Toward the end of the session, Donna asked if there was anything she was grateful for in spite of the pain she was feeling.  Without hesitation she said, “Yes, I am grateful that my husband and I have stayed connected through this month and I can now see that our marriage has gotten stronger. Maybe all this mess has been good to help me see how strong our marriage is.”  The session ended on an uplifting mood.

Gratitude is not about ignoring life’s troubles and challenges. It’s about seeing the good in spite of the bad, no matter what.   The phrase, no matter what, is the key.

Gratitude is both an attitude and a practice. It takes time to commit yourself to the habit of gratitude. If you wait to begin a practice of gratitude until everything is going well in your life or the world, you will always be waiting.

The victim mentality that fuels the Dreaded Drama Triangle (DDT)™ rarely uses the magic of gratitude. They would rather look at all that is going wrong as evidence to back up their conclusion that they will never have the life they want.

The Creator, which is the foundation of TED* (*The Empowerment Dynamic)™, tells the truth about life’s realities and has the capacity to see the good no matter what.

It is impossible to feel negative emotions and the positive feelings of thankfulness at the same time.  Gratitude helps us feel good – and it is good for your health.

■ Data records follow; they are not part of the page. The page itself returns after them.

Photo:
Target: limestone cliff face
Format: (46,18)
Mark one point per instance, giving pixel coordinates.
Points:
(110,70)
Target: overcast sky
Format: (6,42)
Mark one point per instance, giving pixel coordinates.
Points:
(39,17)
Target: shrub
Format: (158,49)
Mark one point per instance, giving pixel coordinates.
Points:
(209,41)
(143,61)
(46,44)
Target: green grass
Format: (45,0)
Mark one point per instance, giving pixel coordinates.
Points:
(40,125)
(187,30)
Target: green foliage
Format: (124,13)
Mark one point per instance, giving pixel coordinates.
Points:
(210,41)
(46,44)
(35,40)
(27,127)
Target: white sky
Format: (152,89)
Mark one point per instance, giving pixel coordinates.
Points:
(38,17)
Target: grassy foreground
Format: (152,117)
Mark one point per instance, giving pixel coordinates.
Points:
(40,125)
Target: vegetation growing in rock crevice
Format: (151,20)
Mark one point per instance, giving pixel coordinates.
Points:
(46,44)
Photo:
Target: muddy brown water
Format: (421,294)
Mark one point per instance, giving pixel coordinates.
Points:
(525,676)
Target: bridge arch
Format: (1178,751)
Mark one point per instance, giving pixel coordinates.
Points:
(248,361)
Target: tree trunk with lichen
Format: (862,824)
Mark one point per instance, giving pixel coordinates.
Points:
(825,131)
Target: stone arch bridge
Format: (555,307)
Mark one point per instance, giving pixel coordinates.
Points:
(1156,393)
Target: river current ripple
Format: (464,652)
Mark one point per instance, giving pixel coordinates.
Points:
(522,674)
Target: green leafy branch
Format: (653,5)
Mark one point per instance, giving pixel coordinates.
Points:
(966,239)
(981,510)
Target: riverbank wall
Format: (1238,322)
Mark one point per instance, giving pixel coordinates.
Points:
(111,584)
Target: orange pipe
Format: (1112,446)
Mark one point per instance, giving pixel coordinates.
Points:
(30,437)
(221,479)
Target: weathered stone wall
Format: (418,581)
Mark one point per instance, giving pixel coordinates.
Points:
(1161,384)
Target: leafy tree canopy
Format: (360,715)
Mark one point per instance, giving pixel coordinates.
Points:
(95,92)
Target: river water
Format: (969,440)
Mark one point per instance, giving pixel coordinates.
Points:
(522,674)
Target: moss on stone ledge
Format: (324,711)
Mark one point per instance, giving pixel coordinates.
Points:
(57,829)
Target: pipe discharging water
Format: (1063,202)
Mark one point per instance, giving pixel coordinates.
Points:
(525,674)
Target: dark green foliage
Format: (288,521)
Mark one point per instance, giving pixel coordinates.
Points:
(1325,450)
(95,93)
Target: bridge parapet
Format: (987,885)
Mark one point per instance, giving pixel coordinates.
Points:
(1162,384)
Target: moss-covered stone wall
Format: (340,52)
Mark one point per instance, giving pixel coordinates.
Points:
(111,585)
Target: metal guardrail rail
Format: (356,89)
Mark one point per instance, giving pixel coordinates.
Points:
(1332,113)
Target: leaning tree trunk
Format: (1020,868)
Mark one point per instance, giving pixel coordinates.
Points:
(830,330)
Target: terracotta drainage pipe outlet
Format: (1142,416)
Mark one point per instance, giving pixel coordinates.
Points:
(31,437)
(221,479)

The more we sense and feel good, the more our body pumps endorphins and healthy hormones into our system that help us live a longer and more enjoyable life.

Here’s an insightful experiment. Select a day for this, then in the morning, stop each hour to reflect upon what went wrong and everything you didn’t like.   For example, the morning traffic was awful. You got a call from school and your child is out of lunch money.  Your boss was in a bad mood. Notice how this makes you feel.

In contrast to the morning, begin the afternoon by stopping and notice each hour everything that went right. The sun came out and the blue sky graced the window. You found a lost high school friend on Facebook. You did a nice job completing an email you were avoiding.

Did you feel more alive in the morning or the afternoon?

Once you feel better, you are able to relax and begin to reframe the situation. The key to pulling yourself forward and stepping into TED* is seeing the situation as it is and still practicing gratitude—no matter what.